Born in Brooklyn, NY in 1963, Douglas Goetsch earned a BA in Religious Studies at Wesleyan University, an MA in American Civilization at New York University, and an MFA in Poetry at Vermont College of Fine Arts.
His first full length collection Nobody’s Hell (1999) was praised by Robert McDowell for its “subtle technical skill and wicked good humor.” The Job of Being Everybody (2004), winner of the CSU Poetry Center Open Competition, prompted Billy Collins to remark, “It’s hard to imagine a reader who could resist Goetsch’s seductive opening lines.” Dick Allen has called Goetsch’s poetry “searing, honest, vivid, moving, unflinching. A glory of words and episodes and images.” And B.H. Fairchild has said, “It’s not just the way a Goetsch poem progresses from comedy to wisdom but the wonderfully tricky route it often takes getting there.”

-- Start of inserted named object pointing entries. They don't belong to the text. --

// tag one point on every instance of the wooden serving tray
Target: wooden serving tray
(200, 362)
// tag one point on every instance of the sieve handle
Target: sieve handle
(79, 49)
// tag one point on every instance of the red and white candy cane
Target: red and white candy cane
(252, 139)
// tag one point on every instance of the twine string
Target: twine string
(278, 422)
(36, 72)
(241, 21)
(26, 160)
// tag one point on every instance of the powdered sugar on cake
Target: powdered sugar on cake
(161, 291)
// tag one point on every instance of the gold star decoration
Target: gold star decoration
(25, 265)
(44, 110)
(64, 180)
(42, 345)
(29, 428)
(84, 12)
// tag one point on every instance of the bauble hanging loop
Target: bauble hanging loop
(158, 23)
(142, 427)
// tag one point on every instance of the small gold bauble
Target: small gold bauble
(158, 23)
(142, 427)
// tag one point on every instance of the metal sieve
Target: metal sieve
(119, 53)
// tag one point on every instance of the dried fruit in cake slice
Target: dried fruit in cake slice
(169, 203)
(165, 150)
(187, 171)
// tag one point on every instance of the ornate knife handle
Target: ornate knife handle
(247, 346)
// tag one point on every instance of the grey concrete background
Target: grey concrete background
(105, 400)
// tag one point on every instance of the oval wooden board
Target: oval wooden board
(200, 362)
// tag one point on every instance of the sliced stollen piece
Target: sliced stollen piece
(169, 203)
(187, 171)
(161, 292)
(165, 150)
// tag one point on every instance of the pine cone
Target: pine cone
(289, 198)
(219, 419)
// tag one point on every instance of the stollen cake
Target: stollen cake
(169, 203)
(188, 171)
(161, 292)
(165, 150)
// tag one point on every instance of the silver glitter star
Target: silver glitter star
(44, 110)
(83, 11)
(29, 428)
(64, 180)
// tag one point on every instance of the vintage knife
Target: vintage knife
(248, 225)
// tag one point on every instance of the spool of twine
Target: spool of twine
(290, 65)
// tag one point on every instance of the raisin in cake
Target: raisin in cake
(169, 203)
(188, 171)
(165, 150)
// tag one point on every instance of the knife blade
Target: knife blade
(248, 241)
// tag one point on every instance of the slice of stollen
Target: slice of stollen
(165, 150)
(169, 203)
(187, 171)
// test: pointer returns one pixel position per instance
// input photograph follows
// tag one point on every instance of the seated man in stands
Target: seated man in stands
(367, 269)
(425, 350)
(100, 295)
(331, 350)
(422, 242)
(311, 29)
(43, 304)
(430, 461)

In all, he has written three full-length collections and four prizewinning chapbooks. His work has appeared in Poetry, The New Yorker, The Gettysburg Review, The American Scholar, Best American Poetry and The Pushcart Prize Anthology. He is the recipient of fellowships from the National Endowment for the Arts, the New York Foundation for the Arts, and numerous other awards.
For 21 years, he worked as a New York City public school teacher. He has also been on faculty at many writing conferences, in addition to several colleges and MFA programs. Most recently, he was Distinguished Visiting Professor of Creative Writing at Western Kentucky University. He is also the founding editor of Jane Street Press, an independent poetry press in New York City.